Maybe I am slow on the uptake of this...but I really do NOT understand how that could happen and why it would take SIX months to be paid. It's not rocket science. It seems pretty black and white.
How can they not release their protocol?
I am thinking of that youtube "5 star rules" where they can change the rules at any time.
Throckmorton...do you have any idea why this is tolerated?
I am truly perplexed and baffled. It is so important and should not be this way. I have visions of your team having to don their combat gear before they pick up the phone to go to war with the insurance companies.
I only did admission precerts and they were so easy as long as you gave them the required info, but it was clear.
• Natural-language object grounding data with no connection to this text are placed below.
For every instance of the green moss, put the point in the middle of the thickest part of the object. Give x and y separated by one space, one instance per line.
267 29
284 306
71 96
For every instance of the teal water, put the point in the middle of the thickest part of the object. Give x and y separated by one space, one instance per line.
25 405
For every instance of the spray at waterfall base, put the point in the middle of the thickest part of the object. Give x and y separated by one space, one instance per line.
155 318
I have had a lot of tests that required precerting by my physician's office and have no idea if it was difficult. I know I called a couple of times for things, provided the dx/code and they approved instantly. And I told you the receptionist said my plan paid them in 2 weeks. But that last year we had fed high option bc/bs (1988) they denied 2 significant claims that I had to go after them on and then it was a chance meeting with someone from their company that resolved the last claim for me. My only other alternative was to write to Washington DC..their main headquarters...which I was going to do. (That is when I learned to never accept no, but to pursue the claim. just know what your manual says.)
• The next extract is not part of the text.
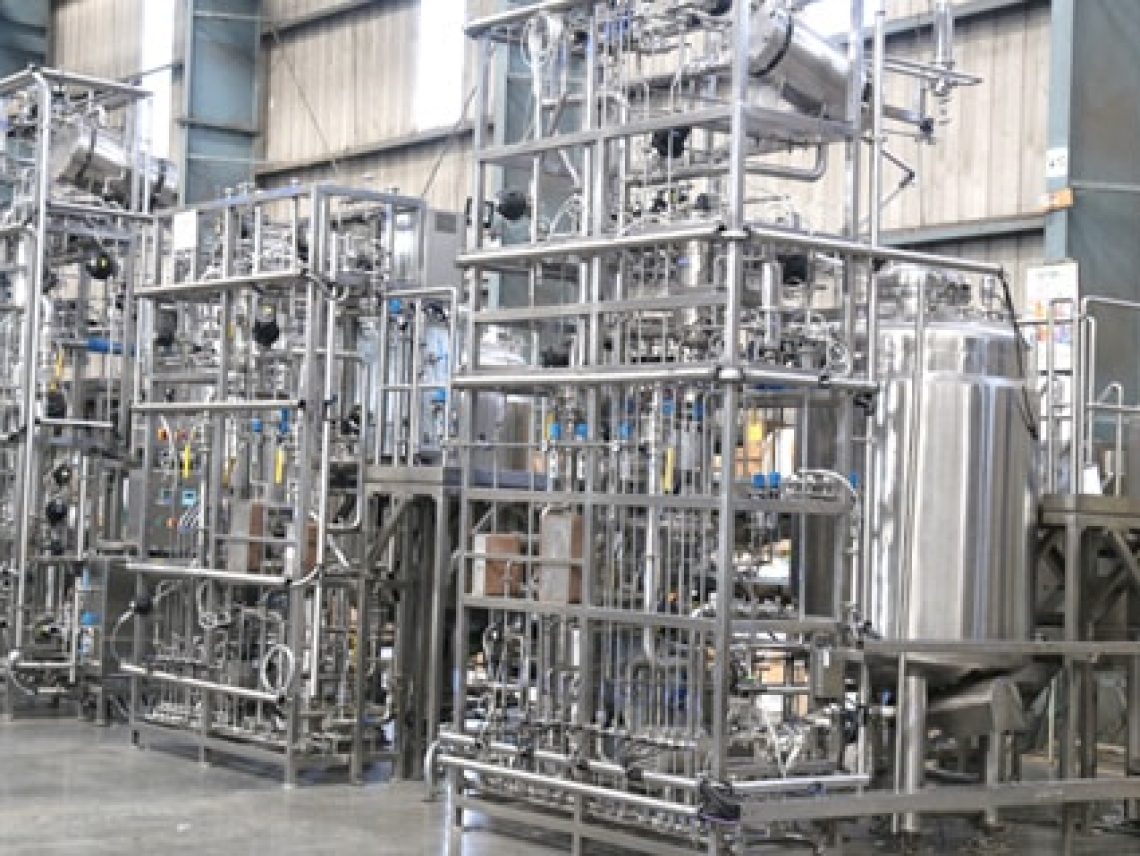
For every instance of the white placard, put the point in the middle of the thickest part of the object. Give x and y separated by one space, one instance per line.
184 230
1044 285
But you can't because they don't tell you!
Isn't that illegal? Withholding information?
I guess you all are used to this being the status quo... but and I keep saying this...I don't understand why physicians don't unite and start a grassroots resistance to the truly inane and erroneous insurance practices and the same with JCAHO regulations. ?
I guess it is all just so big and out of control. But change has to start somewhere.